File ~/.local/lib/python3.10/site-packages/torch/nn/modules/module.py:1518, in Module._wrapped_call_impl(self, *args, **kwargs)
   1516     return self._compiled_call_impl(*args, **kwargs)  # type: ignore[misc]
   1517 else:
-> 1518     return self._call_impl(*args, **kwargs)

File ~/.local/lib/python3.10/site-packages/torch/nn/modules/module.py:1527, in Module._call_impl(self, *args, **kwargs)
   1522 # If we don't have any hooks, we want to skip the rest of the logic in
   1523 # this function, and just call forward.
   1524 if not (self._backward_hooks or self._backward_pre_hooks or self._forward_hooks or self._forward_pre_hooks
   1525         or _global_backward_pre_hooks or _global_backward_hooks
   1526         or _global_forward_hooks or _global_forward_pre_hooks):
-> 1527     return forward_call(*args, **kwargs)
   1529 try:
   1530     result = None

File ~/.local/lib/python3.10/site-packages/transformers/models/llama/modeling_llama.py:653, in LlamaSdpaAttention.forward(self, hidden_states, attention_mask, position_ids, past_key_value, output_attentions, use_cache, cache_position)
    650 if past_key_value is not None:
    651     # sin and cos are specific to RoPE models; cache_position needed for the static cache
    652     cache_kwargs = {"sin": sin, "cos": cos, "cache_position": cache_position}
--> 653     key_states, value_states = past_key_value.update(key_states, value_states, self.layer_idx, cache_kwargs)
    655 key_states = repeat_kv(key_states, self.num_key_value_groups)
    656 value_states = repeat_kv(value_states, self.num_key_value_groups)

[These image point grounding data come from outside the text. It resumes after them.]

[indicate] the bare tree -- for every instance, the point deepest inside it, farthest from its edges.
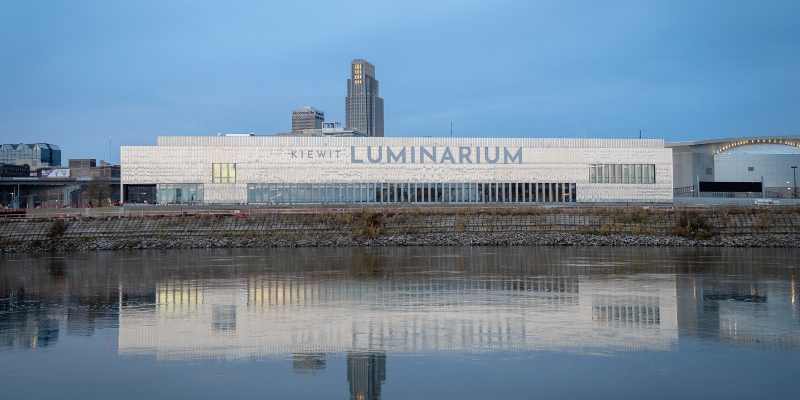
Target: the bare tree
(100, 190)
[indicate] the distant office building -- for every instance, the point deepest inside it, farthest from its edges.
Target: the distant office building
(329, 129)
(363, 107)
(14, 171)
(32, 154)
(307, 118)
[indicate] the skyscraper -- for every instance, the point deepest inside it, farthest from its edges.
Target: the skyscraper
(363, 107)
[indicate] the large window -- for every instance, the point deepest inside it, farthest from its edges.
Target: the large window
(179, 193)
(622, 173)
(224, 173)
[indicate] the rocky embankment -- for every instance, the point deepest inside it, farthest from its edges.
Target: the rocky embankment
(726, 227)
(449, 239)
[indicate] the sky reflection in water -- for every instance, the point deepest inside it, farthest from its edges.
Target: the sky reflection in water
(401, 322)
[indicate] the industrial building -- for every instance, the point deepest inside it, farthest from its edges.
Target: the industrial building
(337, 170)
(33, 154)
(725, 167)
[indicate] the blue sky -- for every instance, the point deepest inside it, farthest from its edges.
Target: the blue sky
(76, 73)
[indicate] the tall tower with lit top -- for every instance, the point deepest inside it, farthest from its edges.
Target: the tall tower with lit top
(363, 107)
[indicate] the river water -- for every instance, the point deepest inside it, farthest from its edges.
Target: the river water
(401, 323)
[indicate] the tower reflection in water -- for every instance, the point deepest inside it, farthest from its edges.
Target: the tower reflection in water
(366, 371)
(311, 306)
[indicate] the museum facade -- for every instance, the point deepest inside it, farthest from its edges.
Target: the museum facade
(247, 169)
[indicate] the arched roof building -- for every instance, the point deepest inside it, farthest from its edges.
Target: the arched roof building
(747, 159)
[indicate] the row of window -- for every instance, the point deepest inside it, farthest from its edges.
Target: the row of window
(176, 193)
(292, 193)
(622, 173)
(224, 173)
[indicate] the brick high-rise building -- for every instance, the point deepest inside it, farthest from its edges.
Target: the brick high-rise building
(363, 107)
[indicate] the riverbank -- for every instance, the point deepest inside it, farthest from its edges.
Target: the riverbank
(734, 227)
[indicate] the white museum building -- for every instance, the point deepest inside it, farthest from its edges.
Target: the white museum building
(239, 169)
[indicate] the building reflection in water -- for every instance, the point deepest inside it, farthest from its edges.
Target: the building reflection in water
(308, 305)
(366, 371)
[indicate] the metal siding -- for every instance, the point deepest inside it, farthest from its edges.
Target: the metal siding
(262, 159)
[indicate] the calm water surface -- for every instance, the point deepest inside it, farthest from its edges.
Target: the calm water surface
(401, 323)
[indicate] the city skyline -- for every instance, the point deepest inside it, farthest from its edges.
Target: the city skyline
(78, 73)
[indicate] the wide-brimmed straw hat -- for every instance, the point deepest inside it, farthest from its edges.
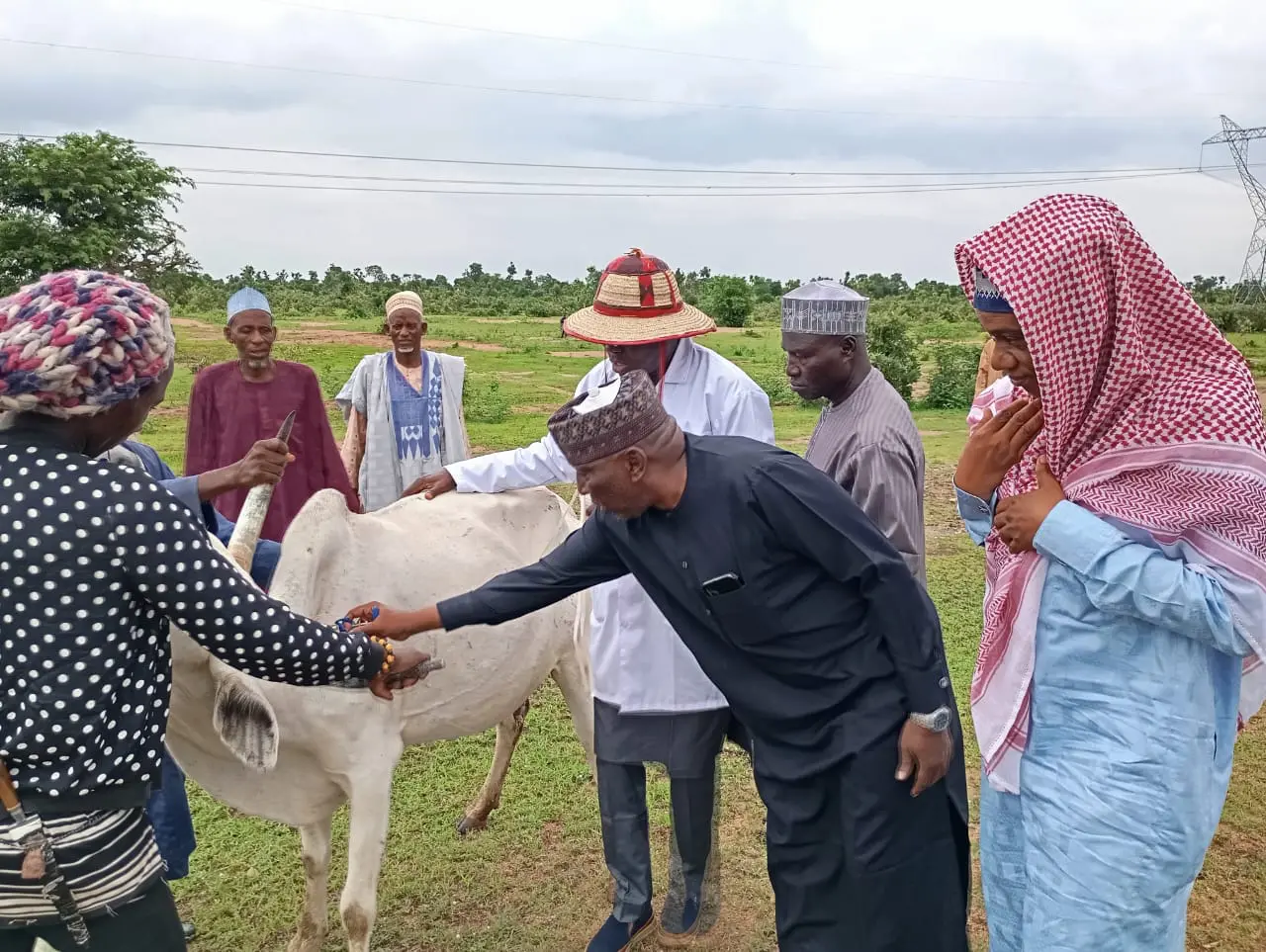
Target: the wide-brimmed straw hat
(637, 303)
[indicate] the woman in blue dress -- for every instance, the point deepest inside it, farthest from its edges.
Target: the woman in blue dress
(1120, 497)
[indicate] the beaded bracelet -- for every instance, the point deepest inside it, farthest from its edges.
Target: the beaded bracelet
(389, 661)
(346, 624)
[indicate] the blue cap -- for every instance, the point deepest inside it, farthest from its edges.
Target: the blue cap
(248, 299)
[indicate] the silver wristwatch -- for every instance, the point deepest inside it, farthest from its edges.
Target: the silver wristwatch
(937, 721)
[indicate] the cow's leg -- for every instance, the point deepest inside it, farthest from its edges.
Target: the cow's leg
(507, 734)
(579, 694)
(315, 843)
(370, 807)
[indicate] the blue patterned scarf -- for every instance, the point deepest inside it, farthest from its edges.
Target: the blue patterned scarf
(416, 415)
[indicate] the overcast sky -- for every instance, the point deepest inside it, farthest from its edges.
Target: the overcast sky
(904, 86)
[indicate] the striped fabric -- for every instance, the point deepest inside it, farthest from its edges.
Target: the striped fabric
(108, 858)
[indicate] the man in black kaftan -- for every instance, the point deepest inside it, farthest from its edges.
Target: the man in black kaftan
(809, 622)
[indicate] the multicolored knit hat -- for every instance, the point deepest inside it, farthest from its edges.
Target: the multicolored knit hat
(608, 419)
(637, 303)
(79, 342)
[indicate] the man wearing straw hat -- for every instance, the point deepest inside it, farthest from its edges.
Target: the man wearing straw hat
(809, 621)
(652, 702)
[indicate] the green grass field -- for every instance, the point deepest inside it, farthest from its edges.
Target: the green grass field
(536, 880)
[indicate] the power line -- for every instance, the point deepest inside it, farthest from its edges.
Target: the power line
(1252, 280)
(638, 48)
(577, 167)
(561, 94)
(1109, 175)
(973, 186)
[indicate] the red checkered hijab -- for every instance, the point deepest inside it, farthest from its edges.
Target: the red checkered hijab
(1151, 422)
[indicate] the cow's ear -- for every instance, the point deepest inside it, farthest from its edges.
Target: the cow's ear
(244, 721)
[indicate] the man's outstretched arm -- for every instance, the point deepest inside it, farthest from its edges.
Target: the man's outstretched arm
(584, 560)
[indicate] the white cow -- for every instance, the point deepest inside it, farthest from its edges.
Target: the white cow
(294, 754)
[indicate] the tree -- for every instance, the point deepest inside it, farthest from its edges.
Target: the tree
(729, 301)
(87, 202)
(891, 348)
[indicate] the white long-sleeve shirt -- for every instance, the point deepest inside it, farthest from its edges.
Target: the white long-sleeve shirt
(638, 662)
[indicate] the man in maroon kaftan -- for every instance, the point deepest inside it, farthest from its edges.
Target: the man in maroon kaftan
(234, 404)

File ~/.local/lib/python3.10/site-packages/transformers/cache_utils.py:149, in DynamicCache.update(self, key_states, value_states, layer_idx, cache_kwargs)
    146     self.key_cache[layer_idx] = torch.cat([self.key_cache[layer_idx], key_states], dim=-2)
    147     self.value_cache[layer_idx] = torch.cat([self.value_cache[layer_idx], value_states], dim=-2)
--> 149 return self.key_cache[layer_idx], self.value_cache[layer_idx]

IndexError: list index out of range

Motivation

I think it'd be fantastic to decouple the layer_idx variable somehow to allow easy removal of entire blocks. I imagine this would be useful for the general research community to experiment with these models.

Your contribution

I'm not very familiar with the inner workings of the library, however I'd be happy to make a PR if you can give me some high level suggestions on how to make this change. Thanks!

Apr 26 '24 18:04 candemircan

cc @ArthurZucker

Apr 26 '24 19:04 amyeroberts

@candemircan I'm pretty sure I ran into something similar when trying to chop/remove the majority of a model for local dev and it makes what you are trying to do somewhat impossible.

Seems like there are two possibilities, one is figure out what args you need to pass in that possibly allow you to use the model without much modifying, for instance with what you posted using use_cache=False (but other models use the layer_idx for cache or other parts in different ways that also is not decoupled so you may need to figure out other kwargs as well):


import torch
from transformers import AutoTokenizer, AutoModelForCausalLM

model_name = "meta-llama/Meta-Llama-3-8B-Instruct"
torch_dtype = torch.bfloat16
tokenizer = AutoTokenizer.from_pretrained(model_name)

model = AutoModelForCausalLM.from_pretrained(model_name, torch_dtype=torch_dtype)
model.model.layers.pop(16)
prompt = "hello"
tokenized = tokenizer(prompt, return_tensors="pt").to(model.device)["input_ids"]
output = model(tokenized, use_cache=False, return_dict=True, output_hidden_states=True)

should work. The other approach which is less layer adaptable but seems to be less prone to breaking across various forwards (but might not be helpful for what you are trying to do) is to modify a config that you pass into the model creation and change the number of layers (e.g. config.num_hidden_layers) before it is passed to from_pretrained.

Kind of annoying and I agree the model layers that are in something like a ModuleList should be decoupled from the model to allow for more easily debugging/dev locally without having to wrap/subclass/etc the Model/Config.

May 11 '24 00:05 grahamannett

Layer index is mostly ( and only) used for the chace. And this is more a feature request than a bug: you are manually re-ordering the layers without updating the layer index.

from transformers import AutoTokenizer, AutoModelForCausalLM
import torch

model_name = "meta-llama/Meta-Llama-3-8B"
torch_dtype = torch.bfloat16
tokenizer = AutoTokenizer.from_pretrained(model_name)
model = AutoModelForCausalLM.from_pretrained(
    model_name, torch_dtype=torch_dtype,
)
for i, layer in enumerate(model.model.layers[:-1]):
    if i<16:
        model.model.layers[i]
    else:
        model.model.layers[i] = model.model.layers[i+1]
        model.model.layers[i].layer_idx = i+1
prompt = "hello"
tokenized = tokenizer(prompt, return_tensors="pt").to(model.device)["input_ids"]
output = model(tokenized, return_dict=True, output_hidden_states=True)

It's not really part of the API not sure we want to add some kind of trick to automatically update the layer idx

May 13 '24 06:05 ArthurZucker

hi Arthur,

thanks for the response. I think the workarounds you and @grahamannett suggested suit what I need

May 13 '24 08:05 candemircan

Glad we could help! 🤗

May 15 '24 07:05 ArthurZucker